What started with the unexpected closure of an investment platform may have ramifications for U.S. DeFi projects say critics.
The SEC’s recent inquiry into the Tim Draper-backed DeFi Money Market platform is the most recent example in a concerning trend of increasing action by regulators against unregistered securities.
As a result of regulatory inquiries, DMM is ceasing operations. mTokens can be redeemed with interest accrued to-date through the following link: https://t.co/mWB1WacKaH
— DMM DAO (@DMMDAO) February 5, 2021
It joins Kik Interactive, Ripple and Coinseed as crypto projects facing the wrath of regulators under aspects of securities law.
The mystery behind DeFi Money Market’s abrupt closure on Feb. 5 was unveiled in the project’s official Telegram channel on Feb. 9, in a statement that revealed the DeFi Money Market Foundation received an investigative subpoena from the United States Securities and Exchange Commission on December 15, 2020.
“We reviewed the subpoena carefully and with the assistance of counsel began complying with the legal requirement to produce documents and make other information available to the SEC,” the post said.

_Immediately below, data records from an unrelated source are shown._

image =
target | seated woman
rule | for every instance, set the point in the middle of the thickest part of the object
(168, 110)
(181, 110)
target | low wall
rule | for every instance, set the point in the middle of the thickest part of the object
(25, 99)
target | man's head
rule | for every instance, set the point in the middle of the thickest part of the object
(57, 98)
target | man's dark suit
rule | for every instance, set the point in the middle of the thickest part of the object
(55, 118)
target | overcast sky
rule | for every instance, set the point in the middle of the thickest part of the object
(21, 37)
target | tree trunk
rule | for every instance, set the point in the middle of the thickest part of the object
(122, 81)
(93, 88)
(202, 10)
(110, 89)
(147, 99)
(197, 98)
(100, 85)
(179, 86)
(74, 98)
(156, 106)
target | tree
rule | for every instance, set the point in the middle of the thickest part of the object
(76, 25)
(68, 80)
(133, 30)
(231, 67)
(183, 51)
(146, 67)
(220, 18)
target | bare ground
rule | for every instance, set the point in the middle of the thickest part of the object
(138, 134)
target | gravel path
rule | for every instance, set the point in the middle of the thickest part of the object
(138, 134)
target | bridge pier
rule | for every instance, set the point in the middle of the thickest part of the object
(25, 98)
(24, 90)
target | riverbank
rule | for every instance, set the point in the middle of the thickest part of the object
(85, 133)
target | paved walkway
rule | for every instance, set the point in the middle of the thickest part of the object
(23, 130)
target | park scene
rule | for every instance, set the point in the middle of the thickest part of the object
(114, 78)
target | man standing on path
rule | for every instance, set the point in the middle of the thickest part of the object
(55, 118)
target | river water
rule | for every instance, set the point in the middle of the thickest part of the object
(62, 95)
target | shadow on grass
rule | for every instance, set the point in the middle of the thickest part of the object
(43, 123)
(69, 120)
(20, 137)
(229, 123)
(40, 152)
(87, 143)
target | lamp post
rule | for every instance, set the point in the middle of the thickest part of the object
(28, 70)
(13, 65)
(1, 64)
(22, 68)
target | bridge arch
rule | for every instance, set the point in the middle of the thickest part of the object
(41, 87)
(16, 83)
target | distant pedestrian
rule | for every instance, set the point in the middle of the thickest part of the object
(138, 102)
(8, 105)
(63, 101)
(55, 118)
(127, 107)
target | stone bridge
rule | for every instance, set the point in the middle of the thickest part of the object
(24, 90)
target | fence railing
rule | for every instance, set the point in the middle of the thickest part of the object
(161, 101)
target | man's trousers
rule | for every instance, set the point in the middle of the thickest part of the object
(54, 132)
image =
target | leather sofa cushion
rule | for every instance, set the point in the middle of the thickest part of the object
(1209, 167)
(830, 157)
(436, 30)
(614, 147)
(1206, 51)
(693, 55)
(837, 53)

“We have begun negotiations with the SEC staff to resolve its investigation, and in an effort to reach a mutually agreeable resolution, we have concluded that an orderly wind-down of the project is best.”
Without providing many specifics, the statement also assured that investor assets held by the DeFi Money Market — such as DAI, USDC, USDT, or ETH — would be returned to customers “as soon as possible.”
The DeFi Money Market project was initially designed to allow cryptocurrency traders and investors access to tokenized, real-world assets. The public sale for DMG, the governance token used by the DMM DAO, concluded in Jun. 2020 after raising $6.5 M in ETH in less than 48 hours.
It has been plagued with problems since its inception, with the initial sale riddled with swap errors and scammers capitalizing on the confusion. The DMM team had initially described the platform’s closure as the “result of regulatory inquiries.”
Trenchant cryptocurrency critic and Attack of the 50 Foot Blockchain author David Gerard said in a post the action shows the SEC is iramping up efforts to prosecute DeFi-related projects based in the U.S.
He argues this is because “DeFi is pretty blatantly a security in the U.S.” and that related tokens fit the criteria of a security as defined by the Howey Test. Gerard points to previous administrative orders by the SEC, in which an ICO was deemed to constitute sales of unregistered securities, as the “template” for future prosecution efforts.
While the action is concerning, DeFi projects that have more fully decentralized governance may be viewed differently and it remains to be seen how regulators and courts will approach such projects.
Several other non-DeFi cryptocurrency projects have been unfortunate enough to have been targeted by the SEC recently.
On Jan. 24, a New York district court ruled in favor of the SEC’s motion for summary judgment against Kik Interactive, which raised approx. $100 million in token sales in 2017.
In Dec. 2020, the SEC made public their lawsuit against Ripple, alleging its founders of raising $1.3 billion in the sales of unregistered securities.
In Feb. 2020, the SEC filed charges against Steven Seagal for his role in promoting a 2018 ICO.
With Gensler on board as the SEC chair, it’s a great news to Bitcoin and a handful other PoW coins that are self-evident to be non security
But not a good news to many other alts, fair launched or not
Just my 2c
— Dovey “Rug The Fiat” Wan (@DoveyWan) February 12, 2021
And in New York, news emerged yesterday that the State Attorney General is suing crypto trading platform Coinseed for defrauding investors with its ICO under the Martin Act.